Cet écrit authentique porte l'empreinte d'un enthousiasme religieux intimement lié à l'amour de la patrie.
Notre Chapelain en faisant un très-ennuyeux poëme, eut l'intention pure. Il honora cette héroïne qui ne fut armée qu'un an et qui redonna la France à nos pères. On pourrait dire, en parodiant Molière : où le talent poétique va-t-il se nicher ? Dans un cerveau dépravé et libertin ! Pourquoi le beau talent de l'art des vers n'a-t-il pas appartenu à l'honnête Chapelain, à l'ame droite et si reconnaissant, autant que le lui permit son génie, pour la Pallas qui délivra la patrie de la rage anglicane !

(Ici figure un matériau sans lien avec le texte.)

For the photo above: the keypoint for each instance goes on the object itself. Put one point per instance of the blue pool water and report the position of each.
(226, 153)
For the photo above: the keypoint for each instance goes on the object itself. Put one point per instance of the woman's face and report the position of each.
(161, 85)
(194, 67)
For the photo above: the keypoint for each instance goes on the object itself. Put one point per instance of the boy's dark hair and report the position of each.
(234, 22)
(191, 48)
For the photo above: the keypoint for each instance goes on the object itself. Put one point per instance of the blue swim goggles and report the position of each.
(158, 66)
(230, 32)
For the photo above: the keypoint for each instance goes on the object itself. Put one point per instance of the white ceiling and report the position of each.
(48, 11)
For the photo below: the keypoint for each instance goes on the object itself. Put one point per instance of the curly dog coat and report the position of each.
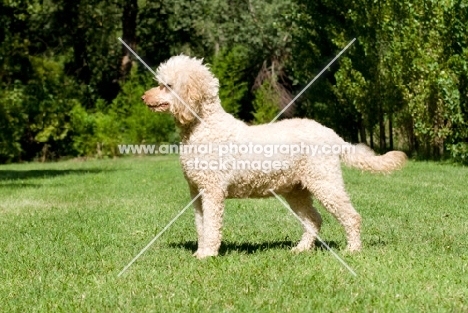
(306, 176)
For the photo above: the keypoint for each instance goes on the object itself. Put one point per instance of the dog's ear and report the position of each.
(192, 96)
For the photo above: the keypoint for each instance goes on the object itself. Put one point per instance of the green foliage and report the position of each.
(68, 229)
(266, 102)
(125, 121)
(405, 79)
(229, 66)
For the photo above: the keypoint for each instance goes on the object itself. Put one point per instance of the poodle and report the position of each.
(296, 158)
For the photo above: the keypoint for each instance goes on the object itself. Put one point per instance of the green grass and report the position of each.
(67, 229)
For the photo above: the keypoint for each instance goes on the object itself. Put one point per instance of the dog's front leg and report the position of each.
(198, 217)
(213, 209)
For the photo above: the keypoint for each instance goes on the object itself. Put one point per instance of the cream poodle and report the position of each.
(224, 158)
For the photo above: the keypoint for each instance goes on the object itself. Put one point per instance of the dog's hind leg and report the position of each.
(213, 210)
(198, 217)
(300, 202)
(329, 189)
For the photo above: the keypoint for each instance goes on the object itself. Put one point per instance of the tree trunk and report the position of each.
(390, 130)
(129, 16)
(362, 131)
(382, 129)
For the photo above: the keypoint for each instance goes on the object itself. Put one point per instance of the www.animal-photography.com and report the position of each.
(246, 156)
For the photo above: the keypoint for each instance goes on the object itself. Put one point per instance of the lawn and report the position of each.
(67, 229)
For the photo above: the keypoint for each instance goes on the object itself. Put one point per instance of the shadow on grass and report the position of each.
(250, 248)
(30, 174)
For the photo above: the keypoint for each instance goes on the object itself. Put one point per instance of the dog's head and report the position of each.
(184, 85)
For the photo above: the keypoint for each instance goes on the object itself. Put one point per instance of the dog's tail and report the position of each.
(362, 157)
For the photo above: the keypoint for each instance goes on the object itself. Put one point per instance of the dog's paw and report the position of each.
(300, 248)
(353, 248)
(200, 254)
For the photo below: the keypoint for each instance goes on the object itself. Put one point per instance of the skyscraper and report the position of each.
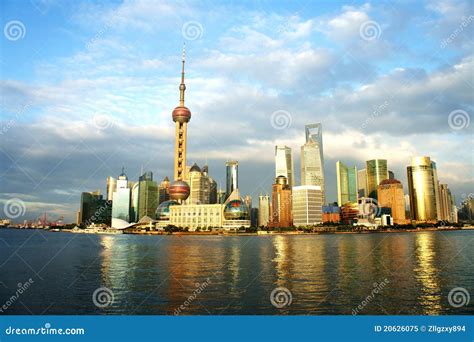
(111, 186)
(390, 195)
(312, 158)
(148, 196)
(377, 171)
(263, 210)
(232, 177)
(281, 203)
(284, 163)
(121, 199)
(447, 211)
(199, 186)
(307, 205)
(346, 183)
(422, 185)
(179, 189)
(164, 190)
(94, 209)
(362, 183)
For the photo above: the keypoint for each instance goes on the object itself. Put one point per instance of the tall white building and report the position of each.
(307, 205)
(263, 210)
(121, 199)
(362, 183)
(284, 163)
(312, 158)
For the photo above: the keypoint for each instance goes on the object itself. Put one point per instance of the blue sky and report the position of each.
(87, 87)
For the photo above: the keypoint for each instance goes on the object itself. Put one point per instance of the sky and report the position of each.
(88, 87)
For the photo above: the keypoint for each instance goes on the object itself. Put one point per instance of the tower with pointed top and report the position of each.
(179, 189)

Shakespeare a dit : de toutes les passions la plus maudite est la peur ; il aurait dû après cela, reconnaître dans Jeanne d'Arc, le bras de la valeur et la constance du courage ; mais les Anglais furent indignés de ses victoires ; et Shakespeare l'a peinte coupable et méprisable, pour justifier ses compatriotes du supplice injuste qu'ils ont fait subir à cette illustre Amazone ; supplice qui les a deshonorés plus qu'elle. On l'appelle dans la pièce anglaise, intitulée : Henri VI : fille puissante en sortilèges, sans cesse environnée d'esprits infernaux ; on met dans sa bouche des aveux impudiques, marqués au coin du plus violent sarcasme, qui, contre la vérité de l'histoire et toutes les pièces du procès, avilissent éminemment son caractère ; jeune et belle, elle n'avait pas trente ans lorsqu'elle succomba sous la férocité de ses bourreaux !

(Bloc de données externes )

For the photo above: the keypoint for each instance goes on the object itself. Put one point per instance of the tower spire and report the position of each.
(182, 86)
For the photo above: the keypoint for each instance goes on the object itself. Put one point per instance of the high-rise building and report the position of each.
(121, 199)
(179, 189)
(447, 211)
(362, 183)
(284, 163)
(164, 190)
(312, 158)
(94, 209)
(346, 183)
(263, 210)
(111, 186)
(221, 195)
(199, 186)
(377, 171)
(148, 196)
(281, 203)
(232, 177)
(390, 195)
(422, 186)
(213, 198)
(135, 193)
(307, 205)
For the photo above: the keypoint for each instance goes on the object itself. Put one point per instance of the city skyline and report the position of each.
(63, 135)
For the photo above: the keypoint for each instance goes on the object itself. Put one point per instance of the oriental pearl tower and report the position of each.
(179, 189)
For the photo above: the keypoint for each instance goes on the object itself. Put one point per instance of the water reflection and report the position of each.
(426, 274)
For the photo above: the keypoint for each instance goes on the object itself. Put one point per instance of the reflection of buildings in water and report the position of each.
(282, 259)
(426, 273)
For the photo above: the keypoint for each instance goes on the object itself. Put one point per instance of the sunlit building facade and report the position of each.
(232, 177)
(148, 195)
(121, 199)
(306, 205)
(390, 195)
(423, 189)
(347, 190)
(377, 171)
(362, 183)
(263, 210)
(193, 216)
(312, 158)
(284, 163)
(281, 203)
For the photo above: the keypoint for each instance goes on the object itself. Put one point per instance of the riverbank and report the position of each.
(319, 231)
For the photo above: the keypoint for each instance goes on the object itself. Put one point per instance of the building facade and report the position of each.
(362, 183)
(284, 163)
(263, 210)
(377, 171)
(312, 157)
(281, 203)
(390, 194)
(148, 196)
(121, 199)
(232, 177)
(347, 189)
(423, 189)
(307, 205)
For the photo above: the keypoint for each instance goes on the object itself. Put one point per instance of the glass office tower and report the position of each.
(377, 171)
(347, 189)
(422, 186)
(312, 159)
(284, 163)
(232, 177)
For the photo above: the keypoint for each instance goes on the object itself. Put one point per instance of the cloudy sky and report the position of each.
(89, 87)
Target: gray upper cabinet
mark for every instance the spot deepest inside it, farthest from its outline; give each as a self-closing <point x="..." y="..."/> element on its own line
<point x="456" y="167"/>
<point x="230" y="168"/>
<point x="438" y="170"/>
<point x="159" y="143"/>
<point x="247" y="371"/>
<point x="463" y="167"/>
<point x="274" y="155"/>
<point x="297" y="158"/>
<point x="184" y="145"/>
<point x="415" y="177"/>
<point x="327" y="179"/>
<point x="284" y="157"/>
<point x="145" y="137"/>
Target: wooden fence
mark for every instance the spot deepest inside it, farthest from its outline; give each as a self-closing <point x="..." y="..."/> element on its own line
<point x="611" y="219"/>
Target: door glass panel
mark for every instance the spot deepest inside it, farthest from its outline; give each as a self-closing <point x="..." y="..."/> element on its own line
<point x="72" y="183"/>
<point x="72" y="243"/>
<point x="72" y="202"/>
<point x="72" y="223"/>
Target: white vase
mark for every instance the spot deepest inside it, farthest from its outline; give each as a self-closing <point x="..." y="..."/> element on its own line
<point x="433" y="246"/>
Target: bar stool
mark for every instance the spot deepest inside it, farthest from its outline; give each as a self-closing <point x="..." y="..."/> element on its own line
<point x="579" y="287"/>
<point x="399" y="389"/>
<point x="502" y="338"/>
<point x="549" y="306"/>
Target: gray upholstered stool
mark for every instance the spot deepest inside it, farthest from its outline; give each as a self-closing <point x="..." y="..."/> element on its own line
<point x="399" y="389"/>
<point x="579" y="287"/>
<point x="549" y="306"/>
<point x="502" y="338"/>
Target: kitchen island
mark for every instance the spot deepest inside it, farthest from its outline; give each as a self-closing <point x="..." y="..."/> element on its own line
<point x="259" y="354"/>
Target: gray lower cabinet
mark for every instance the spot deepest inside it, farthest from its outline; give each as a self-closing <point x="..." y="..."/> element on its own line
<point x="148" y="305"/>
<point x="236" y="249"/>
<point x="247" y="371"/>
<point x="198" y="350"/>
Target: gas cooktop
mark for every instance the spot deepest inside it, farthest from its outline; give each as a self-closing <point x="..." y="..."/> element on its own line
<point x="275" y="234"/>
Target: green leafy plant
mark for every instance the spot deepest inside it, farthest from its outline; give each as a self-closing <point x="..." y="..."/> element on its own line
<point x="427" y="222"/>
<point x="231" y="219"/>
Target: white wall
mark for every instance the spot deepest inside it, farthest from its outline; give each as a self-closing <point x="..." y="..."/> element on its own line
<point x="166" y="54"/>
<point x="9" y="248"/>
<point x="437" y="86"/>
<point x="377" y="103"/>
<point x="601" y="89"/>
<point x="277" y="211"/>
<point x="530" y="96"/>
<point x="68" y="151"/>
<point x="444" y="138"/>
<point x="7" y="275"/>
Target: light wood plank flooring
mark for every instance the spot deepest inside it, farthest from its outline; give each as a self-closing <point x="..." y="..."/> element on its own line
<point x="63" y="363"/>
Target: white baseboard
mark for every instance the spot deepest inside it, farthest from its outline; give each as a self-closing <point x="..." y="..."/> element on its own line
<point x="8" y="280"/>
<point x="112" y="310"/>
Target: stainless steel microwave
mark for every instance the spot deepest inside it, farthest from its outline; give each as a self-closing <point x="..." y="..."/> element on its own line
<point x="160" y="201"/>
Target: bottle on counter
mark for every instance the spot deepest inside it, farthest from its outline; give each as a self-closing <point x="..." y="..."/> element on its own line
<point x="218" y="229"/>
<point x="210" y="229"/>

Après tous ces attentats du génie contre notre auguste héroïne, qu'il nous soit permis, répétons-le, de réhabiliter de tout le pouvoir de notre plume, un nom qui a mérité d'arriver pur et honoré à travers les siècles qui, tout frivoles qu'ils pourraient être, ne peuvent demeurer insensibles à la gloire des armes, protectrice immortelle des états.
(1) La tragédie de Schiller a le succès le plus complet et le plus soutenu dans toute l'Allemagne ; on ne se lasse point de l'applaudir , et les lettres que je reçois à son sujet tiennent d'une espèce d'ivresse.
(2) Schiller , par cette pièce, a payé son tribut de reconnaissance envers la nation qui, par un décret, l'avait admis en 1792 au rang de citoyen français,
(3) Cette copie a été faite sur l'original en parchemin qui se trouvait, avant la révolution, dans les archives des anciens comtes de Flandres et duc de Bourgogne, déposés à Lille.